Hier, les leaders de la CLASSE ont fait savoir qu'ils déchiraient l'entente signée la fin de semaine dernière avec le gouvernement. Ils promettent un retour en force des coups d'éclat et d'être encore dans la rue pour manifester leur désaccord, ce qui n'est ni réjouissant ni rassurant. Ils ouvrent la porte à une éventuelle reprise des négociations en autant qu'elles portent uniquement sur la hausse des droits de scolarité.
Aujourd'hui, devant l'impasse de la situation et malgré sa promesse de fermeté vis-à-vis du dégel des droits de scolarité, le premier ministre Charest doit marcher sur son orgueil et se rendre à l'évidence: il n'y aura aucun compromis acceptable aux yeux des étudiants contestataires, à commencer par leurs leaders.

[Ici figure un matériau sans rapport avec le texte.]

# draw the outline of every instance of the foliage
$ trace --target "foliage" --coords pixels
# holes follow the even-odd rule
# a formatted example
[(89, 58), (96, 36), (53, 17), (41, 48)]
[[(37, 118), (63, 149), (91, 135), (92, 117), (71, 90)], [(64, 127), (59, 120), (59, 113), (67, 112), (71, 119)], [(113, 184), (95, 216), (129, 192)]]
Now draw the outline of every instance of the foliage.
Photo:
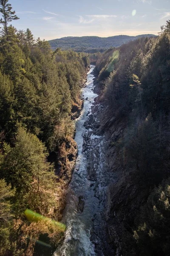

Seul un moratoire nous apparaît comme la porte de sortie acceptable à tous. Aux étudiants qui pourront reprendre leurs cours et réaliser en cinq semaines ce qui devait en prendre une quinzaine; au gouvernement Charest qui a perdu le contrôle de la situation; et aux leaders étudiants qui n'ont visiblement plus d'influence sur leurs troupes. L'aveu du président de la Fédération étudiante collégiale du Québec, Léo Bureau-Blouin, qui a admis avoir «sous-estimé la détermination de ses troupes», est éloquent à cet égard.
La désobéissance civile doit cesser, le Québec doit respirer. Jean Charest doit reporter dans le temps sa volonté de hausser les droits de scolarité. Il doit créer ce conseil provisoire - et pourquoi pas permanent? - des universités afin de dégager des consensus. D'autant plus que l'électorat sera appelé à trancher au mieux en juin prochain, au pire en décembre 2013.
Dans cette rubrique, hier, nous invitions les deux parties à se rasseoir à une même table et à reprendre les discussions à la case départ. Cette solution, compte tenu du fossé qui sépare le gouvernement, les leaders étudiants et leurs membres toujours déterminés, est manifestement vouée à l'échec. Le temps a fait son oeuvre, la CLASSE a parlé et le compte à rebours est beaucoup trop avancé pour qu'une quelconque tentative de médiation ou de négociations puisse à tout le moins sauver le trimestre scolaire. Car c'est aussi de ça dont il est question présentement.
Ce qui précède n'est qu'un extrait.